Lazio

turista si tuffa nella fontana, incastrata dalle telecamere

Un bagno fuori programma nelle acque più celebri del mondo, inseguendo il miraggio di una manciata di visualizzazioni sulle piattaforme social e di uno scatto da condividere in rete.

Quella che doveva essere una goliardica sfida alla prima, intensa fiammata di caldo africano sulla Capitale si trasformerà invece in un salatissimo verbale per una turista di 29 anni, originaria del Paraguay, identificata e sanzionata dagli agenti della Polizia Locale di Roma Capitale dopo un tuffo non autorizzato nella Fontana di Trevi.

L’episodio si è consumato sotto gli occhi sbigottiti di centinaia di visitatori che affollavano la piazza a metà mattinata.

La giovane, incurante dei divieti e dei continui richiami alla compostezza, ha aggirato con mossa repentina i cordoni di protezione e le barriere in marmo, immergendosi direttamente nella vasca monumentale per concedersi qualche bracciata rinfrescante, mentre alcuni accompagnatori immortalavano la scena con i telefonini.

La rete dei controlli e l’identificazione elettronica

La sortita acquatica è durata solo una manciata di secondi.

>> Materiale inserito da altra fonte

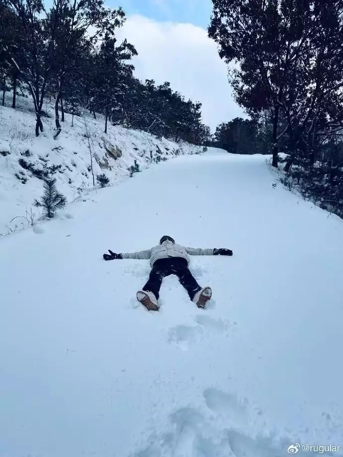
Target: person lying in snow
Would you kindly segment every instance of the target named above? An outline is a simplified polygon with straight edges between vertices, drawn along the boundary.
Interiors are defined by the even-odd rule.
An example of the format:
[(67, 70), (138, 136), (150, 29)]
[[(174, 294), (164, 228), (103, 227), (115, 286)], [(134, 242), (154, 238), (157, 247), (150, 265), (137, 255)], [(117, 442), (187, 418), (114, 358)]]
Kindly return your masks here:
[(114, 259), (150, 259), (152, 269), (149, 281), (141, 291), (137, 294), (137, 300), (150, 311), (158, 311), (158, 300), (162, 280), (170, 275), (176, 275), (180, 283), (188, 293), (189, 298), (199, 308), (203, 308), (206, 302), (211, 299), (212, 290), (210, 287), (202, 288), (197, 283), (188, 268), (190, 255), (232, 255), (232, 251), (224, 249), (200, 249), (184, 247), (176, 244), (174, 240), (168, 235), (162, 236), (158, 246), (151, 249), (138, 252), (104, 254), (105, 260)]

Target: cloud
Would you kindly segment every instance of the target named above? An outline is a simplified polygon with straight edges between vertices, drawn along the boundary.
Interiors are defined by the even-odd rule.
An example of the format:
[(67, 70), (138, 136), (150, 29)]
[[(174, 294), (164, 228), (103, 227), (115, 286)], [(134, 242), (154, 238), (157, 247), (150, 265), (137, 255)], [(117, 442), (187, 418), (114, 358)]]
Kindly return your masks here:
[(118, 39), (127, 38), (137, 50), (132, 61), (136, 76), (157, 84), (169, 81), (186, 99), (200, 101), (203, 121), (212, 130), (234, 117), (246, 117), (233, 99), (226, 65), (204, 29), (133, 15), (118, 32)]
[(150, 2), (152, 6), (157, 6), (162, 12), (167, 16), (171, 15), (172, 9), (168, 0), (150, 0)]

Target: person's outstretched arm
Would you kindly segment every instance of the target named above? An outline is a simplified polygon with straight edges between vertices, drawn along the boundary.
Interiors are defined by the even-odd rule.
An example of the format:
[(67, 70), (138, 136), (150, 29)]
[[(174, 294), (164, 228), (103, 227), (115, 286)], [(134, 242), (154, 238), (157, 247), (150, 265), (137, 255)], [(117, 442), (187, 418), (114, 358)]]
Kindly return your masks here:
[(139, 251), (138, 252), (124, 252), (116, 254), (108, 249), (108, 254), (104, 254), (102, 256), (105, 260), (113, 260), (115, 259), (140, 259), (148, 260), (151, 256), (151, 249), (145, 251)]
[(224, 247), (204, 249), (201, 247), (186, 247), (185, 249), (190, 255), (232, 255), (233, 253), (231, 249)]

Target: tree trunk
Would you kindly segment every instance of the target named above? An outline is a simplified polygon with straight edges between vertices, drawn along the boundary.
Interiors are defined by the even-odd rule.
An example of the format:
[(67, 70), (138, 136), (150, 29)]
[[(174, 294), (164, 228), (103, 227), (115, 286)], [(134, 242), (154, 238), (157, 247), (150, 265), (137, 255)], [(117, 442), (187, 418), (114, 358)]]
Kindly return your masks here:
[(62, 122), (64, 122), (64, 108), (63, 107), (63, 100), (62, 99), (62, 96), (61, 95), (60, 97), (61, 101), (61, 120)]
[(273, 158), (271, 164), (273, 166), (277, 168), (278, 148), (277, 146), (277, 126), (279, 121), (279, 105), (275, 104), (274, 105), (274, 111), (273, 112), (273, 134), (272, 134), (272, 143), (271, 145), (271, 153), (272, 154)]
[(3, 76), (3, 81), (2, 83), (2, 106), (5, 106), (5, 88), (6, 87), (6, 77)]
[(61, 129), (61, 124), (60, 124), (60, 117), (58, 113), (58, 105), (60, 103), (60, 94), (57, 94), (56, 100), (55, 102), (55, 122), (56, 124), (56, 129)]
[(289, 156), (288, 158), (287, 159), (286, 162), (286, 164), (285, 165), (283, 170), (286, 173), (288, 173), (291, 169), (291, 167), (293, 165), (293, 161), (294, 160), (294, 154), (292, 152), (291, 155)]
[(12, 100), (12, 108), (15, 108), (15, 96), (17, 90), (17, 75), (16, 73), (13, 74), (13, 99)]
[(36, 136), (39, 136), (39, 131), (43, 132), (43, 124), (40, 118), (40, 113), (36, 113)]

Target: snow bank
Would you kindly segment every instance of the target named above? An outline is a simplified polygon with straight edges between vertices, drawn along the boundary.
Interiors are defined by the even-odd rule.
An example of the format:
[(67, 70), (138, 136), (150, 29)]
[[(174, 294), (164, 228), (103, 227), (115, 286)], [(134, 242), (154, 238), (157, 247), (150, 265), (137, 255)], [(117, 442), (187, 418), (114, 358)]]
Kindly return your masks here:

L’attivazione immediata degli steward preposti al presidio e al contingentamento dell’area monumentale di piazza di Trevi ha interrotto l’esibizione, costringendo la donna a riguadagnare rapidamente il bordo della vasca.

Sul posto sono intervenute le pattuglie della Polizia Locale appartenenti al I Gruppo Centro, che hanno dato il via agli accertamenti di polizia giudiziaria.

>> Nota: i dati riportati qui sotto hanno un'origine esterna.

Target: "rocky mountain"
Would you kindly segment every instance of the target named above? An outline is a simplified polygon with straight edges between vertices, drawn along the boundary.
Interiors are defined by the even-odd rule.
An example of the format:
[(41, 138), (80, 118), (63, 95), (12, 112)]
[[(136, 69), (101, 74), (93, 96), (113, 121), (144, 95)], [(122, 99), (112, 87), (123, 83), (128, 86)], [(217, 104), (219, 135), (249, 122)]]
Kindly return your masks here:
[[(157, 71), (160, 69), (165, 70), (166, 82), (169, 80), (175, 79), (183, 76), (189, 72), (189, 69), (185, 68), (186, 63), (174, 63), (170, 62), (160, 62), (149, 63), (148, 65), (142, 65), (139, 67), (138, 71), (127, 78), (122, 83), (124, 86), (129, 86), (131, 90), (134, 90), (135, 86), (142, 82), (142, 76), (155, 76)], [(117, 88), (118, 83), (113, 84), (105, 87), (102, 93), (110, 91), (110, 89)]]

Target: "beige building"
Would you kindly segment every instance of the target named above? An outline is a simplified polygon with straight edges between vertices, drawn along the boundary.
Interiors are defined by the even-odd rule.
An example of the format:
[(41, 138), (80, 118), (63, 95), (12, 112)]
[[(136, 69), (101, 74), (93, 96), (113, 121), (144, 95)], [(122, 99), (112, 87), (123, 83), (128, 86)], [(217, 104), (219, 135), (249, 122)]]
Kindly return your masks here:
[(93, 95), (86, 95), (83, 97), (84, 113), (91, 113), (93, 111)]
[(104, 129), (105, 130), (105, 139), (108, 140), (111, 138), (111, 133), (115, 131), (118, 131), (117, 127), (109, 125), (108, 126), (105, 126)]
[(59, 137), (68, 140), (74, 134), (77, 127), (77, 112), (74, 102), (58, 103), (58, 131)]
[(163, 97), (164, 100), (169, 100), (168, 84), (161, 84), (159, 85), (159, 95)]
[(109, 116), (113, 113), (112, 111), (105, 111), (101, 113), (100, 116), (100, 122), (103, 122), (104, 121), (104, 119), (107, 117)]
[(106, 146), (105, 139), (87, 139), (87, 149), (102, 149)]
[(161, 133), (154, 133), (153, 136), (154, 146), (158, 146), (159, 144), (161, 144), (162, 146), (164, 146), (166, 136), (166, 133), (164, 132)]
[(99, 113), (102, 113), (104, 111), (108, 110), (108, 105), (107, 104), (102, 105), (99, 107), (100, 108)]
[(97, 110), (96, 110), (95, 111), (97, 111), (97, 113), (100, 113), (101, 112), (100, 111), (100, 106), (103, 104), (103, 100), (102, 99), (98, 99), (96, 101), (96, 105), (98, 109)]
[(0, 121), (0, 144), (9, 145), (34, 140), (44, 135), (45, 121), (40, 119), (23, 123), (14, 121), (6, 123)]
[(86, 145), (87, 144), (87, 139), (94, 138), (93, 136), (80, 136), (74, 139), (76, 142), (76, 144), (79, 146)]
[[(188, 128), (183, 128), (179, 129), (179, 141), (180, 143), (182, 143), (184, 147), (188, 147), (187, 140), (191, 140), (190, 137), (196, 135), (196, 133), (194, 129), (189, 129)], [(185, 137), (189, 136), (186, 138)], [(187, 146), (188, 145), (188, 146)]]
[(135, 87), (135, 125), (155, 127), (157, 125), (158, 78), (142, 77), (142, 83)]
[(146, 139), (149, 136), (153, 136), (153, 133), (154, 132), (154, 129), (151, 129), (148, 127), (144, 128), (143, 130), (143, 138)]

Per chiudere il cerchio attorno alla responsabile si è rivelato determinante l’incrocio delle testimonianze oculari con l’analisi dei fotogrammi registrati dal sistema di videosorveglianza a circuito chiuso del Campidoglio, oltre al tracciamento dei filmati brevi già rimbalzati sulle chat di messaggistica istantanea. Una volta isolato il volto della ventinovenne, gli agenti hanno proceduto alla sua formale identificazione.

Stretta sui monumenti: scatta il Regolamento di Polizia Urbana

In conformità con quanto tassativamente stabilito dalle severe norme del Regolamento di Polizia Urbana di Roma Capitale, a carico della cittadina straniera è stata elevata una sanzione amministrativa pecuniaria fissa pari a 450 euro.

Il provvedimento si somma alla lunga lista di sanzioni e successivi allontanamenti (Daspo urbani) applicati dalle forze dell’ordine negli ultimi anni per arginare il fenomeno dei bagni abusivi nei monumenti storici della città, troppo spesso scambiati per palcoscenici personali a uso e consumo del web.

Nonostante la segnaletica bilingue e il pattugliamento continuo, il richiamo dei marmi berniniani continua a spingere i visitatori a condotte illecite che l’amministrazione ha deciso di contrastare con la linea della tolleranza zero, colpendo i trasgressori direttamente nel portafoglio per tutelare l’integrità del patrimonio artistico romano.